Theron in Mad Max: Fury Road
Much of the film is spent with the women, and eventually Max, on the rig as they race across the desert away from the painted fighters on their tail. Furiosa, seeking redemption for untold sins, has made it her purpose to bring the wives to ``the green place’’ —an idyllic haven she was taken from as a child.
The wives, played by Rosie Huntington-Whiteley, Riley Keough, Abbey Lee, Courtney Eaton and Zoe Kravitz, are all ethereal, spiritual beauties. Though physically perfect and visibly unmarked by the harsh conditions of the land, as Immortan Joe’s property, their collective trauma is more insidious. When they fight back and jump in to help their more grizzled and skilled travel mates, they do so without fear or hesitation.
Looking almost sturdy in comparison, it is Theron who steals the show as the steely-eyed, one-armed, and aptly named Furiosa.

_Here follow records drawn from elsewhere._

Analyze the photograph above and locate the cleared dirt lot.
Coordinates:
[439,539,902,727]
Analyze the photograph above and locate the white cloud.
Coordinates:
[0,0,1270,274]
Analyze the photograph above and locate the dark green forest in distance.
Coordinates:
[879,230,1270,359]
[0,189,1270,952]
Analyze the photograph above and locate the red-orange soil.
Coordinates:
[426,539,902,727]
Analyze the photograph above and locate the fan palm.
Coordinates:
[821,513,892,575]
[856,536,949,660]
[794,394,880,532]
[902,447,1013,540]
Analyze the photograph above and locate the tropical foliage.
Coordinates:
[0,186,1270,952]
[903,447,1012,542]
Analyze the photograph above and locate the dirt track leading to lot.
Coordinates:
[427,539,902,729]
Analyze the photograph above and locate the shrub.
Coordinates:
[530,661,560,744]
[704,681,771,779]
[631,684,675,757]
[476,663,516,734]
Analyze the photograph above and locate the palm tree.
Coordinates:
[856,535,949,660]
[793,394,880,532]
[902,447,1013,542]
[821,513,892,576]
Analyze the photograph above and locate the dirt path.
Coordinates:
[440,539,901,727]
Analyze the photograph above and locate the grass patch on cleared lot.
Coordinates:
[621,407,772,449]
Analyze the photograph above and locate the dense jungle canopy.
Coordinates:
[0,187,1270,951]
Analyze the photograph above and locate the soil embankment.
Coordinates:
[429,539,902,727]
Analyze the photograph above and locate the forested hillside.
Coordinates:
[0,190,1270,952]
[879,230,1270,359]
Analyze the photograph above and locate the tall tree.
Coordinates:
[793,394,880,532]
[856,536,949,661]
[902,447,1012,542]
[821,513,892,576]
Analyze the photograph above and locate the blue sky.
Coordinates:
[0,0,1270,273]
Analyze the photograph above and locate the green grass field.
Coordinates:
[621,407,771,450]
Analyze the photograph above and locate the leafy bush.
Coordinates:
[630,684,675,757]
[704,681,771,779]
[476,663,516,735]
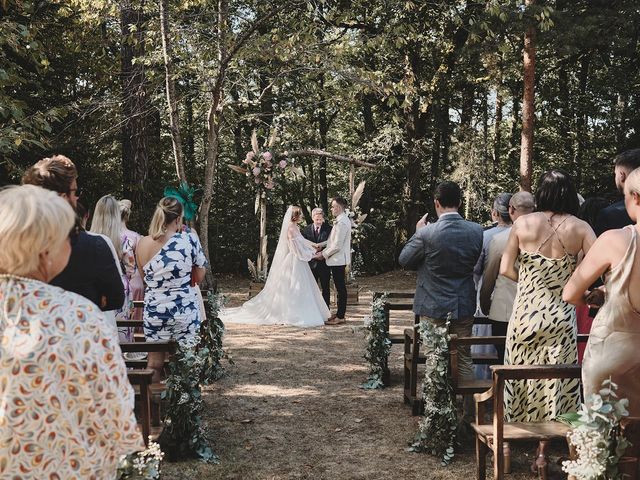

Her fierce and unwavering commitment to her self-assigned mission propels the sparse narrative and invigorates those around her, when death often seems like not just the easier option, but probably the more appealing one, too.
Painted and scarred to the point of disguise, Nicholas Hoult is also a standout as Nux, an unlucky, but endearingly devoted Immortan Joe foot soldier who delivers on one of the few actual character arcs of the film.
Ultimately, Mad Max: Fury Road is almost aggressively anti-character, though. The dialogue is beautifully lean and purposeful, allowing what does exist to have maximum impact. For Theron and Hardy, their triumphant performances are is in their eyes.
In the end, it is the bright, fresh visuals juxtaposed with the impressively choreographed and always surprising action and pacing that make the film. Cinematographer John Seale (‘’The English Patient’’) has infused the barren landscape with a feast of striking, saturated colors, while Miller has made a two-hour race across the desert into a truly riveting must-see and see again.
As we drive full speed into another summer (and half-decade) of sequels and interconnected universes, Miller has reminded us that blockbusters have the potential to not only be art, but radically visionary—even the fourth in a series. What a lovely day, indeed.
Mad Max: Fury Road is rated R by the Motion Picture Association of America for ``intense sequences of violence throughout, and for disturbing images.’’ Four stars out of four.